Tuesday, 29 March at 11:00 a.m.
Rose Hills Theatre, Smith Campus Center
"History and Literature"
Thursday, 31 March at 11:00 a.m.
Rose Hills Theatre, Smith Campus Center
Professor LaCapra will have several more engagements
with the Pomona College student, faculty and alumni communities.
The Thompson Lecturer for 2004/2005:
Dominick LaCapra has a longstanding reputation as one of the most innovative and prolific historians in the profession who writing has influenced work across the humanistic and social-scientific disciplines.

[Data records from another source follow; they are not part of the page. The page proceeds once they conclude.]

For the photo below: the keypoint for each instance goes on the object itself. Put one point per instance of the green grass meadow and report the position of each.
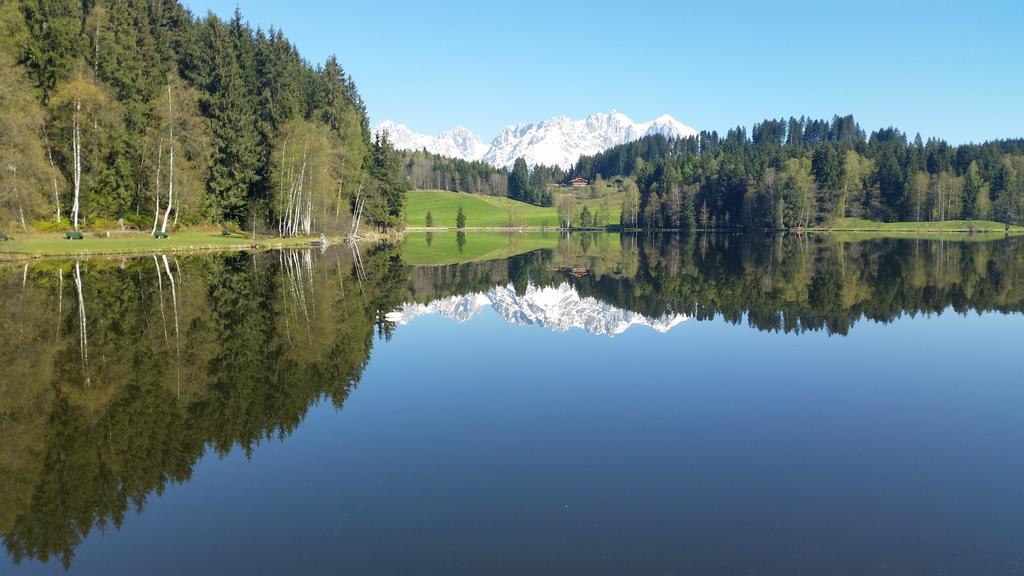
(44, 244)
(481, 211)
(443, 246)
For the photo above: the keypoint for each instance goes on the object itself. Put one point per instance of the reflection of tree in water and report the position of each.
(79, 451)
(774, 283)
(259, 338)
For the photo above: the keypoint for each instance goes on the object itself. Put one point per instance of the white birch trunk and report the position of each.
(170, 167)
(160, 164)
(53, 177)
(76, 139)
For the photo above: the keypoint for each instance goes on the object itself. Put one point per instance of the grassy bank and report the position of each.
(53, 244)
(443, 248)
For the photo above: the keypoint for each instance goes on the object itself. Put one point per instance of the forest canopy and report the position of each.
(141, 115)
(803, 172)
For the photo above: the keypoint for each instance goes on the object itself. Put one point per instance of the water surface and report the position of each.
(602, 404)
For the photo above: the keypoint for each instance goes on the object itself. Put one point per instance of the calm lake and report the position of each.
(526, 404)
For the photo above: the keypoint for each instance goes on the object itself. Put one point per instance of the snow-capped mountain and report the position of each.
(559, 140)
(557, 309)
(457, 142)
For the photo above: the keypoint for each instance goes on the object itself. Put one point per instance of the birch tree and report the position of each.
(182, 140)
(310, 175)
(85, 117)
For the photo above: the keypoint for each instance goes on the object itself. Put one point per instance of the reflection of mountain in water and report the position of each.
(556, 307)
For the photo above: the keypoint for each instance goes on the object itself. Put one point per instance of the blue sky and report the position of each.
(953, 70)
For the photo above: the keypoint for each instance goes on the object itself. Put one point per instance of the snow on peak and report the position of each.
(457, 142)
(555, 307)
(558, 140)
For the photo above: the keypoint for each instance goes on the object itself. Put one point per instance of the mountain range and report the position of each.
(554, 307)
(556, 141)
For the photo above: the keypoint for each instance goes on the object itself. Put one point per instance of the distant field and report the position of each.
(443, 247)
(489, 211)
(54, 244)
(481, 211)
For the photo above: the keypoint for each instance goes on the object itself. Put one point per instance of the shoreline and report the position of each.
(41, 245)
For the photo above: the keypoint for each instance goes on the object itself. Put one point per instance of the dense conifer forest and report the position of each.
(802, 172)
(139, 114)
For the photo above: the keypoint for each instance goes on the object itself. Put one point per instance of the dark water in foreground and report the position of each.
(651, 405)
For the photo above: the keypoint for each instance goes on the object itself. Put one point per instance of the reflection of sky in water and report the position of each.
(749, 442)
(720, 448)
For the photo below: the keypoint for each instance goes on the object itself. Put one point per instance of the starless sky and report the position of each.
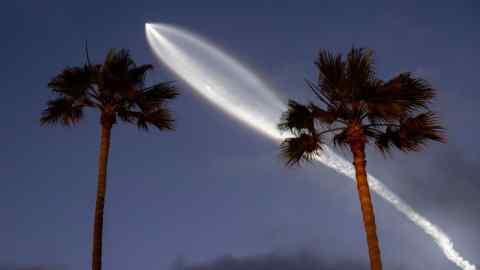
(214, 187)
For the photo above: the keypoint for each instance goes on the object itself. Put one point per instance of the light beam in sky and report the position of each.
(235, 90)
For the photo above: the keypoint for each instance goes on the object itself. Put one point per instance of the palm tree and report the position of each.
(116, 89)
(357, 108)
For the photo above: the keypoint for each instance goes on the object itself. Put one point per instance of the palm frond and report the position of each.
(412, 134)
(325, 117)
(399, 97)
(297, 118)
(304, 147)
(65, 111)
(72, 82)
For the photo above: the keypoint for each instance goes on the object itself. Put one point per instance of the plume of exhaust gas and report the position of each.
(238, 92)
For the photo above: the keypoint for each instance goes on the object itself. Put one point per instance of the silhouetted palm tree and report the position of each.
(357, 108)
(116, 88)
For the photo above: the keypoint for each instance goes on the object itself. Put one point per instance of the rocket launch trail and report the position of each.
(234, 89)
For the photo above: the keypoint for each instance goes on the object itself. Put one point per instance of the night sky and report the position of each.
(215, 187)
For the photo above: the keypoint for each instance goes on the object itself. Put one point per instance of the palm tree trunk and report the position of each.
(101, 191)
(358, 151)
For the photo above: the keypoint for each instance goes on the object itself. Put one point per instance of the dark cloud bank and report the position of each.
(273, 261)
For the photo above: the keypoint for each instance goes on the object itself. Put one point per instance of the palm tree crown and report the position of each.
(357, 106)
(116, 88)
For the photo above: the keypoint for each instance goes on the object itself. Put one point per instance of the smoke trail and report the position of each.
(237, 91)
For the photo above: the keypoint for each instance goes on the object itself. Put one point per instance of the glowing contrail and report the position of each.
(237, 91)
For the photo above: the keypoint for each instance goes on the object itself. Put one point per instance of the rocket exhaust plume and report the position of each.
(235, 90)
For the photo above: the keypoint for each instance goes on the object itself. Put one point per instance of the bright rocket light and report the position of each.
(234, 89)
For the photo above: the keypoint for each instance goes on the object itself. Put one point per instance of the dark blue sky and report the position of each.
(214, 187)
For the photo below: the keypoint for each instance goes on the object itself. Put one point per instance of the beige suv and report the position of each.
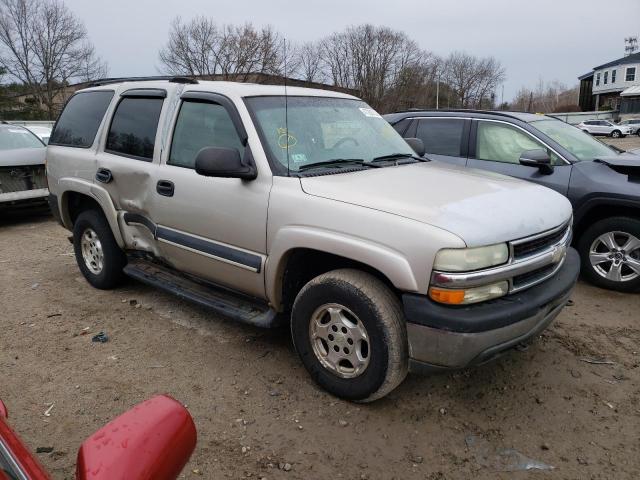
(305, 207)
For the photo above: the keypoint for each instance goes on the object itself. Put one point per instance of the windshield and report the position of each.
(12, 138)
(323, 129)
(581, 144)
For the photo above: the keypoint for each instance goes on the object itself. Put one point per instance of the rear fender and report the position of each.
(95, 192)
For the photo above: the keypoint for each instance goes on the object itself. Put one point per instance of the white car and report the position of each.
(634, 123)
(605, 127)
(41, 131)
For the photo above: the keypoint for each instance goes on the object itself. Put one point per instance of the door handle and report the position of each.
(165, 188)
(104, 175)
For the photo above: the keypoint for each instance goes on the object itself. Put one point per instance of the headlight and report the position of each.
(468, 259)
(469, 295)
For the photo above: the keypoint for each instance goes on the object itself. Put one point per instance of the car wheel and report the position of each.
(610, 254)
(100, 259)
(349, 331)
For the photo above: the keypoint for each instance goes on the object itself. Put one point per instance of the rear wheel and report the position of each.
(349, 330)
(610, 254)
(98, 256)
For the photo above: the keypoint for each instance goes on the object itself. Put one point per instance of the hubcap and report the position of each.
(92, 253)
(616, 256)
(339, 340)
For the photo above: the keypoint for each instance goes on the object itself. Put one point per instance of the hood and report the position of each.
(480, 207)
(22, 156)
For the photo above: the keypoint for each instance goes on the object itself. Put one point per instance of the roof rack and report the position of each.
(172, 79)
(503, 113)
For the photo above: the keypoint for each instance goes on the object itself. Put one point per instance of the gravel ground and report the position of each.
(258, 414)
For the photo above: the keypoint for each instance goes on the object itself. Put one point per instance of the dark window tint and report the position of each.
(80, 119)
(133, 128)
(441, 136)
(201, 125)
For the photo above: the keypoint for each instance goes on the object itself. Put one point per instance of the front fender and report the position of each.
(95, 192)
(391, 263)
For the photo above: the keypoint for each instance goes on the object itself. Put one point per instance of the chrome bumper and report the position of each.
(24, 195)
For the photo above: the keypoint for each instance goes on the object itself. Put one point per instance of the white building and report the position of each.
(614, 85)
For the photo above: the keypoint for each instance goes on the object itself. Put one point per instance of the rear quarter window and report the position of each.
(79, 121)
(442, 136)
(134, 126)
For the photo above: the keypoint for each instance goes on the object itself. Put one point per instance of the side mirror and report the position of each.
(537, 158)
(223, 163)
(417, 145)
(152, 440)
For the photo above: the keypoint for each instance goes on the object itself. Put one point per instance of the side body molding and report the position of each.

He received his B.A. from Cornell and his Ph.D. from Harvard. LaCapra began teaching in Cornell's History Department in 1969 and is currently Bryce and Edith M. Bowmar Professor of Humanistic Studies. At Cornell he has received the Clark Award for distinguished teaching, has served as Director of the Society for the Humanities, and, since 2000 has been Director of Cornell's highly respected School of Criticism and Theory. At Cornell, he also has a joint appointment in the department of Comparative Literature, is a member of teh graduate fields in Romance Studies and German Studies, and is a member of the Jewish Studies Program. He has been a visiting professor at the University of British Columbia and the Hebrew University in Jerusalem.

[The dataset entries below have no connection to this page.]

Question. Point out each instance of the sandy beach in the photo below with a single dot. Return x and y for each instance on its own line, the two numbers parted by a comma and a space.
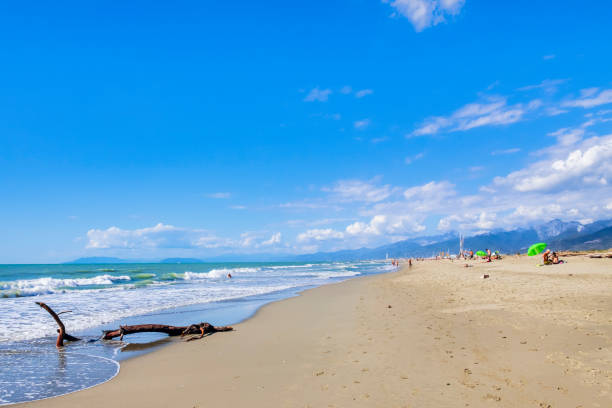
433, 335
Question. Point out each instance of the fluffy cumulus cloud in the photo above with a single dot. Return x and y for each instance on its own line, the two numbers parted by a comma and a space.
163, 236
386, 224
590, 98
357, 190
494, 111
274, 240
426, 13
588, 164
318, 95
362, 124
324, 234
158, 236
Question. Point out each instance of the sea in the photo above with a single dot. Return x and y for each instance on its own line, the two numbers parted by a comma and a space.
96, 297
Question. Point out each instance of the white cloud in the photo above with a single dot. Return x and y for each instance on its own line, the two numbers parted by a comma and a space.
219, 195
468, 221
411, 159
590, 97
363, 92
588, 164
274, 239
386, 224
548, 85
319, 95
362, 124
357, 190
159, 236
377, 140
495, 111
433, 189
319, 235
426, 13
505, 151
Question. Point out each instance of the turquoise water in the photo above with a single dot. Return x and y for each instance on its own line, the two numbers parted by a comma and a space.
106, 295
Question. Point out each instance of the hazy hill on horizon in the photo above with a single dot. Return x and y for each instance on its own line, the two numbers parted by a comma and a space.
558, 234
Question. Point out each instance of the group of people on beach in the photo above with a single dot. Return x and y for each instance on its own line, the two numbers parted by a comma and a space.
551, 258
469, 254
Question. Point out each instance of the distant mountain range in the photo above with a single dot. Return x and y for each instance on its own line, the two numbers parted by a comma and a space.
559, 235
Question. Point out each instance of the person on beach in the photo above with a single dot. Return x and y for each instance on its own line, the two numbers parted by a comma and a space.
555, 259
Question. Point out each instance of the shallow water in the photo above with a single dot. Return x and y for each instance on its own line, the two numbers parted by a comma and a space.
104, 296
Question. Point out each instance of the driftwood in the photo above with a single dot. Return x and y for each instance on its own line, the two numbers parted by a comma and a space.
202, 329
62, 335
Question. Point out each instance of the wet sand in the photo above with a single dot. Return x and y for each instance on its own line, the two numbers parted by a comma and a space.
434, 335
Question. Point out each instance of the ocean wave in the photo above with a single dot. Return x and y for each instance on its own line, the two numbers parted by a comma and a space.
43, 286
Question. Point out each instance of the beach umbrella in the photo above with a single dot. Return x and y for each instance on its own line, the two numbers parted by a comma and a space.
536, 248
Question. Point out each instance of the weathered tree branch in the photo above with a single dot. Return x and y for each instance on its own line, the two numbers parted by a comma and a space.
62, 329
202, 329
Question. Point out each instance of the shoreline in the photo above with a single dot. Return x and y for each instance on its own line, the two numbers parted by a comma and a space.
223, 312
433, 335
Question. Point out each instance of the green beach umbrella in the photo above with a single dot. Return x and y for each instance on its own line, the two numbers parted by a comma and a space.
536, 248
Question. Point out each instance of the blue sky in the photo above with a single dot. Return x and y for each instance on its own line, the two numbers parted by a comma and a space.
202, 128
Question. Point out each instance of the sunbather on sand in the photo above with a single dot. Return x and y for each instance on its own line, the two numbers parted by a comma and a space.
555, 259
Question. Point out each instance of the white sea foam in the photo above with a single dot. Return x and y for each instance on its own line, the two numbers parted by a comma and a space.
121, 297
40, 286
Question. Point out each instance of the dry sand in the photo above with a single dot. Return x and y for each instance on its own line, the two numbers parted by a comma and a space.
434, 335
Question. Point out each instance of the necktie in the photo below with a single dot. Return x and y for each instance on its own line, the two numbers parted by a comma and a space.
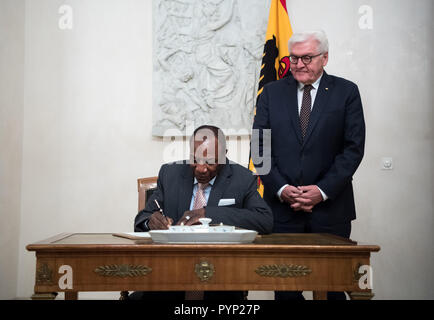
199, 198
306, 105
199, 203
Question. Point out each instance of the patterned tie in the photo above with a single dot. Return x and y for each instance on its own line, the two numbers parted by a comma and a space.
199, 203
306, 105
199, 198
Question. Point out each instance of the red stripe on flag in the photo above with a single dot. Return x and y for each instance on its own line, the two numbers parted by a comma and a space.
283, 2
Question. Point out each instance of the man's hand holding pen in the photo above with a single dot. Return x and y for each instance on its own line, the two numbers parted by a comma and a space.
158, 220
192, 217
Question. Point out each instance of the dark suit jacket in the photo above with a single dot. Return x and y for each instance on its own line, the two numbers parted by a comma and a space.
175, 189
329, 155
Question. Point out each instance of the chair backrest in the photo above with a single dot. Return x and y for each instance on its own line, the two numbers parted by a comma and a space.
145, 187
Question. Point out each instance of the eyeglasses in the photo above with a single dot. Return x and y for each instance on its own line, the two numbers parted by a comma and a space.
305, 59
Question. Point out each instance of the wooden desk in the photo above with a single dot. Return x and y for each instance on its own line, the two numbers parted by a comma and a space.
103, 262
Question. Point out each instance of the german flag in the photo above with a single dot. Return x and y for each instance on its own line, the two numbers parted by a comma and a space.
275, 60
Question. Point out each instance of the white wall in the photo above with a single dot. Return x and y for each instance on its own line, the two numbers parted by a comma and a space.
11, 119
86, 126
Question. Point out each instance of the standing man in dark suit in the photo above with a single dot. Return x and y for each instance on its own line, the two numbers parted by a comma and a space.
317, 143
209, 186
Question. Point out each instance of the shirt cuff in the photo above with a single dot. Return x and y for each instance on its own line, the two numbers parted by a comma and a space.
324, 196
281, 190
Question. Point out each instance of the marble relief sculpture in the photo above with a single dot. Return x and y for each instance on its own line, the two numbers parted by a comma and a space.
207, 56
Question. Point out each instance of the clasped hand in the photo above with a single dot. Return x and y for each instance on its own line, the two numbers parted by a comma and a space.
302, 198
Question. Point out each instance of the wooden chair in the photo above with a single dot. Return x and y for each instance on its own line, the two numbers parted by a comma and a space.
145, 188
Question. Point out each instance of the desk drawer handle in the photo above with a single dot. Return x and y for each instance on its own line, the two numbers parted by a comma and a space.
283, 270
123, 270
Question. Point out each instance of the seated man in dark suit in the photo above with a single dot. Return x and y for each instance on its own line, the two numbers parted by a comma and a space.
189, 191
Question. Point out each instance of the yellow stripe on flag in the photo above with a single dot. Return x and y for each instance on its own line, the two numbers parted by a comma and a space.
275, 59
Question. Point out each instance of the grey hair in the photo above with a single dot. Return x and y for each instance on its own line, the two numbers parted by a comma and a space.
318, 35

Earlier in his career, Professor LaCapra's interventions had a major impact on the field of European intellectual history especially in relation to literary criticism, continental philosophy, contemporary critical theory and historiography. His numerous books on these topics include Emile Durkheim: Sociologist and Philosopher (1972), A Preface to Satre (1978), "Madame Bovary" on Trial (1982), Modern Intellectual History: Reappraisals and New Perspectives (1982, co-edited with Steven L. Kaplan), Rethinking Intellectual History: Texts, Contexts, Language (1983), History and Criticism (1985), History, Politics, and the Novel (1987), Soundings in Critical Theory (1989).

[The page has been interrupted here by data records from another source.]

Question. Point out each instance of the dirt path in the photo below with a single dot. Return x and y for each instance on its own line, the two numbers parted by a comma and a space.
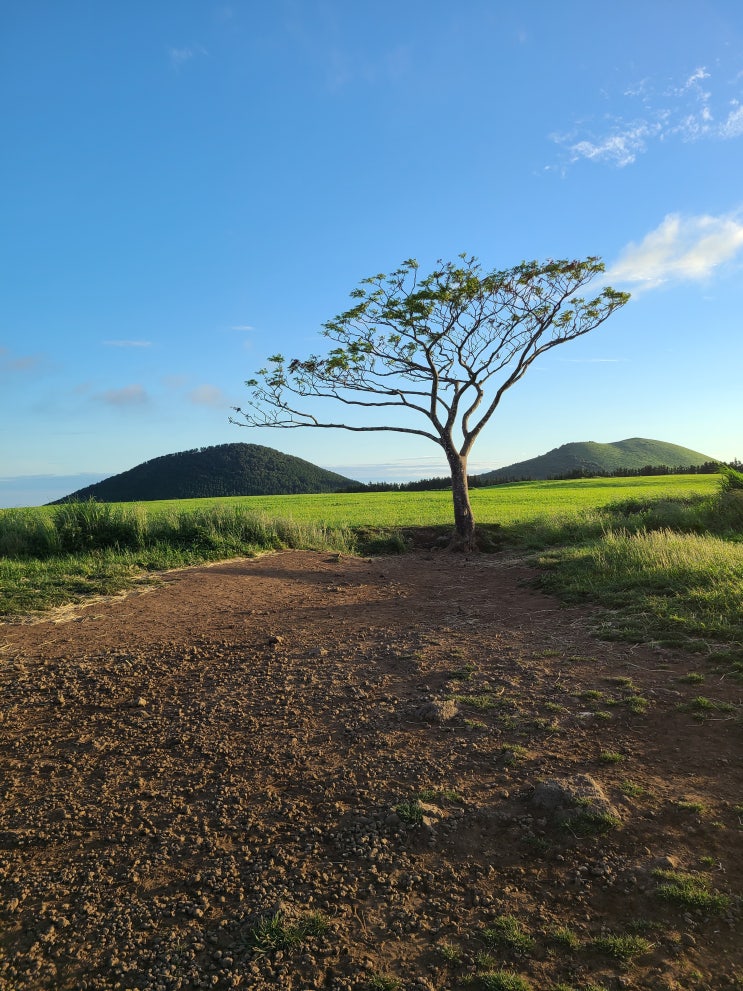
252, 738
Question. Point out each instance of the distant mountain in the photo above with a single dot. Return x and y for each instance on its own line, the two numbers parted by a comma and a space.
589, 457
224, 470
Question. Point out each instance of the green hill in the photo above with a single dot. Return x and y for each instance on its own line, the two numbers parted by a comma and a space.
589, 457
207, 472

More recently, Professor LaCapra has
related his specialization in history and critical theory to Holocaust studies,
psychoanalysis, and the emergent field of trauma studies. He published
another series of books including an edited volume, The Bounds of Race:
Perspectives on Hegemony and Resistance (1991) and Representing the
Holocaust: History, Theory, Trauma (1994), History and Memory after
Auschwitz (1998), History and Reading: Tocqueville, Foucault, French
Studies (2000), Writing History, Writing Trauma (2001), and
History in Transit: Experience, Identity, and Critical Theory (2004).